Lotus raking
in black, red and ivory

These beads date from a series that I made in 2015, playing with stripes, both gravity swirl and these large (for me) hollow ‘lotus raked’ beads featuring opaque ivory and a nearly opaque luscious, slightly greasy red, reminiscent of marachino cherries—possibly a CiM sangre (or even marachino—they had a red called that, for a while, but I think it had more orange in it.)

Assorted raked beads; the one in the lower right measures approximately 22mm. Soft glass; some (possibly all) manufactured 22Aug2015. Photographed 16Sep2015, f/3.5 1sec (so, obviously, with natural light...) The highlights on the two closest beads have been retouched; image is also cropped.

I liked these beads a lot, but they were problematic because the raking causes thin spots, particularly in soft glasses like ivory, which led to holepops, or worse, holes breaking through the thin spots in the walls. (My studio notes include the instruction to sharply rake just the very surface of the glass, rather than pushing around a big wodge (as for the bead in the bottom left, frex, to prevent this problem. It also provides for a sharper, more dramatic look, especially in the thin black trailing.) —So I never really pursued these beads, at least not at this scale. Smaller beads might have roughly the same wall thickness, but it's a considerably thicker ration to the bead's volume (and for the same reason smaller beads act more like solids, making them a little easier to melt round after the raking process.)

f14, 1sec also (meaning I was trying to combine a low level flash—hence the high fstop, which, combined with the lowest setting on my lumopro would have made the natural light a greater percentage overall) but without any image manipulation. Ugh, those hot spots & ugly shadows...

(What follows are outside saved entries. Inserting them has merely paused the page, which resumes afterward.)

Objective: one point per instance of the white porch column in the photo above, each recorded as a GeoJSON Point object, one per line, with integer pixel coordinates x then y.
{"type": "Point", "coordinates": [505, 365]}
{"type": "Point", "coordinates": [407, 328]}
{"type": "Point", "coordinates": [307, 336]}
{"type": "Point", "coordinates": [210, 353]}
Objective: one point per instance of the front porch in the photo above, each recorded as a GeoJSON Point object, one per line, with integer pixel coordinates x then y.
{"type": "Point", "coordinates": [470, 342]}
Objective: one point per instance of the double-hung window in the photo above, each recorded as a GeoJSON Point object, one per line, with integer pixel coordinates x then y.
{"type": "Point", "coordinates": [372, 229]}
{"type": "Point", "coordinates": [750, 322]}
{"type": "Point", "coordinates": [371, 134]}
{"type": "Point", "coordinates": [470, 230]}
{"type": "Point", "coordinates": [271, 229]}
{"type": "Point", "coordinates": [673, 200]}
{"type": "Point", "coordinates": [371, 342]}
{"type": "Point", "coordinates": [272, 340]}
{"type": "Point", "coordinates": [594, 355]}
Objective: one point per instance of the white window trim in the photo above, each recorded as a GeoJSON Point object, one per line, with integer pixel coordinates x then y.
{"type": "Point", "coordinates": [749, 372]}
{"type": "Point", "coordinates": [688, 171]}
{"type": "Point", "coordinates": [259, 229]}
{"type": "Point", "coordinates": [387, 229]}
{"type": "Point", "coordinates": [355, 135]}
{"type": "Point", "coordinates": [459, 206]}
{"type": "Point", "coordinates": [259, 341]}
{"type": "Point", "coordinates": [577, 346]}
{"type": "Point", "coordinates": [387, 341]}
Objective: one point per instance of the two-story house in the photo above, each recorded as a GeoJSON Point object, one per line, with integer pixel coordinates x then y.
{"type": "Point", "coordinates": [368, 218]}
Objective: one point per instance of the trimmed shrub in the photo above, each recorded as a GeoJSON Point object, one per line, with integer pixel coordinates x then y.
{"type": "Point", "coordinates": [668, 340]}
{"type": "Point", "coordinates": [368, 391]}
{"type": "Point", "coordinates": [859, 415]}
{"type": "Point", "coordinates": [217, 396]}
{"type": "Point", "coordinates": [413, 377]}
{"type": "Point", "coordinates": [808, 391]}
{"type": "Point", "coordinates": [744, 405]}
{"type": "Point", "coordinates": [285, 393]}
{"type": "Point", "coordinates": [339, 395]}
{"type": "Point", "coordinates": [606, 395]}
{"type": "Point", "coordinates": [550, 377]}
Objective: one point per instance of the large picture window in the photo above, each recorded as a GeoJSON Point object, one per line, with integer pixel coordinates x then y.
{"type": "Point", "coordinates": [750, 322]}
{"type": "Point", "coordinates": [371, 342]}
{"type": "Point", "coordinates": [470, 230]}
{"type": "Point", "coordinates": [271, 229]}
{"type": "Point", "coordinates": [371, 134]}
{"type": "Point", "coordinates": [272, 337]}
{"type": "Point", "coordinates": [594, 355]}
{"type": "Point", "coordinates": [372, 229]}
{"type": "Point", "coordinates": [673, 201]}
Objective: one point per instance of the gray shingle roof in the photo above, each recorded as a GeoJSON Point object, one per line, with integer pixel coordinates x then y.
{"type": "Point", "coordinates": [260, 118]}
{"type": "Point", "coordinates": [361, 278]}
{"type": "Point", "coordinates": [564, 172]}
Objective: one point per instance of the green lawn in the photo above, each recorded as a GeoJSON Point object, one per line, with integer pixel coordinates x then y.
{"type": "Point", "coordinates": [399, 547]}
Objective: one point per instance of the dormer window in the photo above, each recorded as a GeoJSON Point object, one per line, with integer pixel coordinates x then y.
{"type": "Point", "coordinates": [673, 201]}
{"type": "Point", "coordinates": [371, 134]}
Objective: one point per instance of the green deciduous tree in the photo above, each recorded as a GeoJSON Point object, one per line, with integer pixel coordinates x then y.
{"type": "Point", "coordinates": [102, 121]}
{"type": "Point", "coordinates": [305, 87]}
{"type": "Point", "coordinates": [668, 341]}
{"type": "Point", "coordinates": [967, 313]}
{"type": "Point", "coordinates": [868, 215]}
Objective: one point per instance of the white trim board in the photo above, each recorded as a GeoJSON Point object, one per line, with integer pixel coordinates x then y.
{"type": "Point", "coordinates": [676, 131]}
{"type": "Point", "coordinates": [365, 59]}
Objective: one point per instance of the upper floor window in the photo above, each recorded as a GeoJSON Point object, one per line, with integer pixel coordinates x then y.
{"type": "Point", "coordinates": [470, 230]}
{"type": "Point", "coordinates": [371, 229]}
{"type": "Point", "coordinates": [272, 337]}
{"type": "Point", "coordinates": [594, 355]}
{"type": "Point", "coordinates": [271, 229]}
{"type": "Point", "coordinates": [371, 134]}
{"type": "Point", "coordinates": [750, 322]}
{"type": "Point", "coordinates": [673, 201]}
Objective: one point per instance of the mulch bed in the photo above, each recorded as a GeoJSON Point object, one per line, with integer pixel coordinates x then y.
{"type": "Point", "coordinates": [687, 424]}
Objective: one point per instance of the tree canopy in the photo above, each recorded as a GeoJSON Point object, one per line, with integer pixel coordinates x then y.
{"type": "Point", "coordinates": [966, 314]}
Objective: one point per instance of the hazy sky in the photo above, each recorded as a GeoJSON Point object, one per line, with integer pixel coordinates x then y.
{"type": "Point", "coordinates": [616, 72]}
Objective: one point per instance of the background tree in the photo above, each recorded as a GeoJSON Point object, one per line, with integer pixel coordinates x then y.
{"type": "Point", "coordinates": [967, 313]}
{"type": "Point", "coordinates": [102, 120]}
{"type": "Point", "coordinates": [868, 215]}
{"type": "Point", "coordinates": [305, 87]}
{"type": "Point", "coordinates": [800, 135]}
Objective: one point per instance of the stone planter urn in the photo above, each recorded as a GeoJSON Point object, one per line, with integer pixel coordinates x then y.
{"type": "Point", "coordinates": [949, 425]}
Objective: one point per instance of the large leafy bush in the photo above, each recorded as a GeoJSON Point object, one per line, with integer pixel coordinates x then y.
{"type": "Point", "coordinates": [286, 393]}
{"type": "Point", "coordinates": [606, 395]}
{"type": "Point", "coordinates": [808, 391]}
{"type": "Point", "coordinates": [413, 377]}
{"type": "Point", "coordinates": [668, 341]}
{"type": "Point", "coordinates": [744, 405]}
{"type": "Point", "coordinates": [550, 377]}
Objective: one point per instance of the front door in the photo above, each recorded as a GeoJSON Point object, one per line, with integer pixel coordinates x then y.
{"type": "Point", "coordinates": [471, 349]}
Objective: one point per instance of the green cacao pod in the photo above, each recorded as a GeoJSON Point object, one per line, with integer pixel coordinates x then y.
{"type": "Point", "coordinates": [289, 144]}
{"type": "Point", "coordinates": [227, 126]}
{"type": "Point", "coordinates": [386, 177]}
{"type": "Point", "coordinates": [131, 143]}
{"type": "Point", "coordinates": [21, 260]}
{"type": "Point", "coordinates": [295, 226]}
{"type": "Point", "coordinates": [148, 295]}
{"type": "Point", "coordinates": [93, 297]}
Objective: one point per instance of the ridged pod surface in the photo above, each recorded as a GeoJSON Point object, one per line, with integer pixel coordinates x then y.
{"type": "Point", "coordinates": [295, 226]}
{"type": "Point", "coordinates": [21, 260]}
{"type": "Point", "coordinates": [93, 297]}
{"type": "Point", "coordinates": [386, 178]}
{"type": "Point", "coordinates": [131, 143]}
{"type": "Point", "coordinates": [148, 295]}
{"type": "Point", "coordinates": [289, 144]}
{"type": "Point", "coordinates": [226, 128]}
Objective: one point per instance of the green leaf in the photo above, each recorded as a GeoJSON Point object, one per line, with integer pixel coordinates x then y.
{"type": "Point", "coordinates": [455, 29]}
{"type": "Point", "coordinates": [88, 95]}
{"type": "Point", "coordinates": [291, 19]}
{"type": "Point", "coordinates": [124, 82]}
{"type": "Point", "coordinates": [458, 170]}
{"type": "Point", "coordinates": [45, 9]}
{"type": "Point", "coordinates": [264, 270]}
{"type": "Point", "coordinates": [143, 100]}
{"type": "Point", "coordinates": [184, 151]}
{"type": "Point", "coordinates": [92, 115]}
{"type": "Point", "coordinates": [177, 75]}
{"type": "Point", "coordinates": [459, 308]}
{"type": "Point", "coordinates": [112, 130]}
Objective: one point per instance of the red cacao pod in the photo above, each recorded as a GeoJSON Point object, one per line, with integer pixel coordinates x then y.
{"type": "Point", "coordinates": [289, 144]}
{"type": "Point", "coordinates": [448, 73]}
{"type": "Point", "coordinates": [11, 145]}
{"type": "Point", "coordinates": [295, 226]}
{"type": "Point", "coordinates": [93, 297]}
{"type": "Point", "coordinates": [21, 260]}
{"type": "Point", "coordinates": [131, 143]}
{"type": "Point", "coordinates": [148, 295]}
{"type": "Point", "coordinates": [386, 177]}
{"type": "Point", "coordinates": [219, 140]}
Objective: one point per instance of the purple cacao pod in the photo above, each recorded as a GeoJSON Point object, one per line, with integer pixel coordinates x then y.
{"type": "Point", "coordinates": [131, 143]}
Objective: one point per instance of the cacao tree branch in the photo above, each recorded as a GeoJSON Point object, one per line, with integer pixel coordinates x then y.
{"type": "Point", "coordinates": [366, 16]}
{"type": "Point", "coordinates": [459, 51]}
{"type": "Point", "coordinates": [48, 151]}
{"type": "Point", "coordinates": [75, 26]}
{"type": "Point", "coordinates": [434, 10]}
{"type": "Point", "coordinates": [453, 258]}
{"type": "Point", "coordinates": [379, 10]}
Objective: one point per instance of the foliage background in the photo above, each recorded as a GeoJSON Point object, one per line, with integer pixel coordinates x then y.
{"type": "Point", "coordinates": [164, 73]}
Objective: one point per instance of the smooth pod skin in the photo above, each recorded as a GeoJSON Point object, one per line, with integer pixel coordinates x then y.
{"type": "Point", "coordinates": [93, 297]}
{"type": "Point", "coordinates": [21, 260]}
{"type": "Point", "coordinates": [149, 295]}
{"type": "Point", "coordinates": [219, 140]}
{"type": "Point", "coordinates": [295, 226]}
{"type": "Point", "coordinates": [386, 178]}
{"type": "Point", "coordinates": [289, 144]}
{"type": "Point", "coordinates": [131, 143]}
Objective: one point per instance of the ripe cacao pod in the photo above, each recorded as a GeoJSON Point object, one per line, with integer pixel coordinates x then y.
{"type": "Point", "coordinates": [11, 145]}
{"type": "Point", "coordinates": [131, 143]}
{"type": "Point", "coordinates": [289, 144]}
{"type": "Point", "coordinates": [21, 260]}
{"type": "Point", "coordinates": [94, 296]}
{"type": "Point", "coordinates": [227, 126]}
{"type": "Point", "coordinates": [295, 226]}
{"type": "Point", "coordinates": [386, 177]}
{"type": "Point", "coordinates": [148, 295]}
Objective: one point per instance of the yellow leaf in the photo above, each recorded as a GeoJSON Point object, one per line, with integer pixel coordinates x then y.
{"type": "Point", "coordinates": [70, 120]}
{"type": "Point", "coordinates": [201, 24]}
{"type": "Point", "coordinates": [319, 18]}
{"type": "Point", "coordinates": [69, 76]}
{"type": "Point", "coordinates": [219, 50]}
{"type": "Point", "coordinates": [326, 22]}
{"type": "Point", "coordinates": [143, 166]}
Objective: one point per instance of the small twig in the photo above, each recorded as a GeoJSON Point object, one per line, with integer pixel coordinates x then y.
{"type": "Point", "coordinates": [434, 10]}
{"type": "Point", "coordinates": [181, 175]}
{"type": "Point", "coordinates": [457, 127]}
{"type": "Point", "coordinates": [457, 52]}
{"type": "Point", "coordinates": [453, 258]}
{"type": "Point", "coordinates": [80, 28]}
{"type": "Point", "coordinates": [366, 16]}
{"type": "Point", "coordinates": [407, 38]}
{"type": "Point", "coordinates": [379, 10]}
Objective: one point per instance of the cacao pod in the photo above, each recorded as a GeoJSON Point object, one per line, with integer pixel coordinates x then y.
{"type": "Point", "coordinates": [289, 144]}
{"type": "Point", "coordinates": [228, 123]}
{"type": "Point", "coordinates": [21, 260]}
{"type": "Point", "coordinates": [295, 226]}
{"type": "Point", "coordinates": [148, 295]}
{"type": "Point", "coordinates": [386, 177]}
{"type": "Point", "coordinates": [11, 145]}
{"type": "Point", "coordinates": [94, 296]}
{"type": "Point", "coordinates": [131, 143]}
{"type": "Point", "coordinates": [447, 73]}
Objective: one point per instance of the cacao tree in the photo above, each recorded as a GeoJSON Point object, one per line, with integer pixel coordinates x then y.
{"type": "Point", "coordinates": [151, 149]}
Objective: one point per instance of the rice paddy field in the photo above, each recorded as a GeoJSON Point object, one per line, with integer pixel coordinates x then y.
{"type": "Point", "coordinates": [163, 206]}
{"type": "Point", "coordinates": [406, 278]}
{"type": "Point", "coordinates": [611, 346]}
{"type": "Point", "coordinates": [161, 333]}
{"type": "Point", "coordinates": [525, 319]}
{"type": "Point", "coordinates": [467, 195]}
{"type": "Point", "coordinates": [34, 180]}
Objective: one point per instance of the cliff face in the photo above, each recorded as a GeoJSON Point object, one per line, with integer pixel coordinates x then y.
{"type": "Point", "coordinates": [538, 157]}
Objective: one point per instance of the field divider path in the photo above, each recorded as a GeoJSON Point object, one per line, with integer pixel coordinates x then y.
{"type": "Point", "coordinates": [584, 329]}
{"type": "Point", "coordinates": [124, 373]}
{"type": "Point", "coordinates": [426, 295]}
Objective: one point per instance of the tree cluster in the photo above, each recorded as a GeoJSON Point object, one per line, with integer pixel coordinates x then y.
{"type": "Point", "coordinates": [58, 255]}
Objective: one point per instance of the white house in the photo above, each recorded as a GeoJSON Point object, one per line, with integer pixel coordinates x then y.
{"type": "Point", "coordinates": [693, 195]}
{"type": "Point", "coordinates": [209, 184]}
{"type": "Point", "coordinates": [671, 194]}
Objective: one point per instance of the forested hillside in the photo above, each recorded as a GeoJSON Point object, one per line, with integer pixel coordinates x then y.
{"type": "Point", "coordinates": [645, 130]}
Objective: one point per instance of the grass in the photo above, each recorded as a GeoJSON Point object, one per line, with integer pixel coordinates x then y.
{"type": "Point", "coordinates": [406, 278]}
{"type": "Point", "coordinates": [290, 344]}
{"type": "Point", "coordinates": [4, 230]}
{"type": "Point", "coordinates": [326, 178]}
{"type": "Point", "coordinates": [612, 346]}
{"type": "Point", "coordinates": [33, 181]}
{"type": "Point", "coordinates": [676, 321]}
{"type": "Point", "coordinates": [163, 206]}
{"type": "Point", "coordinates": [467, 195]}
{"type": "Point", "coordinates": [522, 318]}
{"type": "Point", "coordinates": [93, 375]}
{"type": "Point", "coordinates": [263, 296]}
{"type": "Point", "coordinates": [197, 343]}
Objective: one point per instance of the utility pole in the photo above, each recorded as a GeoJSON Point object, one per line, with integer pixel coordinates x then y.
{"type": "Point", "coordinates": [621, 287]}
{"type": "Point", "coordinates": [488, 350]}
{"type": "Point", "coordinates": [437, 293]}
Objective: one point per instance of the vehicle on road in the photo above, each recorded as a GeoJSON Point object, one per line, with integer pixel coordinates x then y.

I also wasn't terrifically happy with the photography. After failing to get pix with flash that I liked, I opted for natural light, but then there were all these annoying reflections of fluorescent lights, the photographer, etc, in the highlights. Ugh. —However, now I need to show the beads for another page, so I finally buckled down & cleaned up the highlights, enough so the photography doesn't actively annoy me. However, this image is considerably more manipulated that what I usually post, so I've included a second, un-retouched one for comparison.